Every Christmas break, when all us kids are back from college or from abroad or from wherever we may be the rest of the year, we do something we’ve dubbed “counter sits.” In the evenings, inevitably a couple of us find ourselves standing around a cheese ball or a bowl of cranberry salsa, chatting at the kitchen counter. Soon the group grows until everyone in the family has gathered in the kitchen, most of us perched in our pajamas in various places on the island and kitchen counters. Dad brings over the tin of truffles from the neighbor, mom breaks open the caramel popcorn, and we sit for hours, snacking and regaling each other with stories from the last year. I find these are some of my sweetest memories of my family, moments when we really learn about each other and make each other laugh. - Carolyn, CEO


My mother made Christmas a holiday that I would cherish for the rest of my life. This tradition would start weeks before December 25th. It was the day we set up our family nativity. I will always fondly remember when my mother and I carefully unwrapped the nativity figures from their tissue paper and placed each of them on the table. My father would go and get fresh hay from the pasture and get the beautifully made nativity creche out of storage. As we worked my mother would tell me the story of the nativity, remarking on how she loved the specific looks of our little figures because they looked young, this is how she imagined Joseph and Mary were when they had Baby Jesus. Something that always stood out to me is that my mother would place the figures around and look towards Baby Jesus. In many homes today you may see nativity figures looking out at you, being the one looking at the nativity scene. However, I always loved how my mother placed the figures around Jesus, the donkey close to Mary protecting her and the baby, the sheep near his face, and the Shepard right behind Joseph ready to comfort him if needed. This is something I continue to do in my own home. This has always set off the holiday season in my heart and reminds me, as the holidays bustle around me, to stop and focus on our Savior. - Lesa, Store & Events Manager

My parents always did a good job of making sure the Christmas season was something to look forward to.

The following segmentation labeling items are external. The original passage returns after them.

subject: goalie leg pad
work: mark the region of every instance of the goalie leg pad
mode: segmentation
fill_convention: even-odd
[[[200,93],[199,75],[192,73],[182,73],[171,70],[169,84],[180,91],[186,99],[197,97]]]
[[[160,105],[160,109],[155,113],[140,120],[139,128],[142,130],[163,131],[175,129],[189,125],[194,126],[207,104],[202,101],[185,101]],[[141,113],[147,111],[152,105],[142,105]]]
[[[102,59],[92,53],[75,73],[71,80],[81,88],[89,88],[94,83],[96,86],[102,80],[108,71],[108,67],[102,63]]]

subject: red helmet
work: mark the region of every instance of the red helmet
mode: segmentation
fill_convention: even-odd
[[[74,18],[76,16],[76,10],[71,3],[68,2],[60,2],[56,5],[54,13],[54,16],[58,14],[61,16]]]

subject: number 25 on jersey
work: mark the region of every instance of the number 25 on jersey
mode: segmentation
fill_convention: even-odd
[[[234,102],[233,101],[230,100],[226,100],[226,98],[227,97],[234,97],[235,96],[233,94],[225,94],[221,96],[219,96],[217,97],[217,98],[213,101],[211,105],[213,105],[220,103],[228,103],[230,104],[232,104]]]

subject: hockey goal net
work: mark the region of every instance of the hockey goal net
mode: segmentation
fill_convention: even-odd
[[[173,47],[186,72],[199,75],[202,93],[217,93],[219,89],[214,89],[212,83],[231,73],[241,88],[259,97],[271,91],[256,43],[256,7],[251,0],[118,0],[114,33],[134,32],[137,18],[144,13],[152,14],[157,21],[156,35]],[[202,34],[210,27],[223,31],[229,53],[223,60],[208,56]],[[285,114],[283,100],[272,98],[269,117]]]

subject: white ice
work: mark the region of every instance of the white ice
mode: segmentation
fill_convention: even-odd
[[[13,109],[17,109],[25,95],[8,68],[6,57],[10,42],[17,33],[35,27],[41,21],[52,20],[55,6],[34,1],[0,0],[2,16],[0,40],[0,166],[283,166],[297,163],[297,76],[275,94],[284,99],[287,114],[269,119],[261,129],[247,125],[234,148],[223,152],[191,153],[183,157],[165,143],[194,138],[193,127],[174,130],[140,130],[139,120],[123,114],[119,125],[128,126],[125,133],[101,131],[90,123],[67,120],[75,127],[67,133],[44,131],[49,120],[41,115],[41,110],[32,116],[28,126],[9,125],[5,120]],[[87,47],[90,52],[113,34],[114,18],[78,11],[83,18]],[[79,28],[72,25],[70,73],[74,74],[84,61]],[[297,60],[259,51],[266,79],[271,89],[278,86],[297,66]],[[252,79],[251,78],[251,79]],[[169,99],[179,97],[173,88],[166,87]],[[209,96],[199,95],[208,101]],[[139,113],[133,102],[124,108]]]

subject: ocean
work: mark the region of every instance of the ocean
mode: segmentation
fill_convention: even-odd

We gave Thanksgiving the respect and attention it deserved, but every member of our home knew that once the day ended, it was time to welcome in Christmas. The day after Thanksgiving, which was typically free from work and school, would be spent decorating the house and setting up our tree. Every night leading up to Christmas, my dad would gather us around the glowing tree to listen to a Christmas story before bed. Some evenings he would read one, others evenings he would improvise a story, usually finding creative ways to weave us as the heroes in his plot. It wasn’t so much about the actual stories being told, but about the time we spent together huddled around our tree giggling, listening, and waiting in anticipation for the night when Santa Claus would visit our house again. - Tyler, Marketing Manager & Customer Care


October 18, 2021 — Heirloom Staff


Senny Powell said:

I love your journals… so many traditions are familiar in my childhood growing up in a Swedish/German family.
We have purposed to pass these traditions on to our children as they raise their families.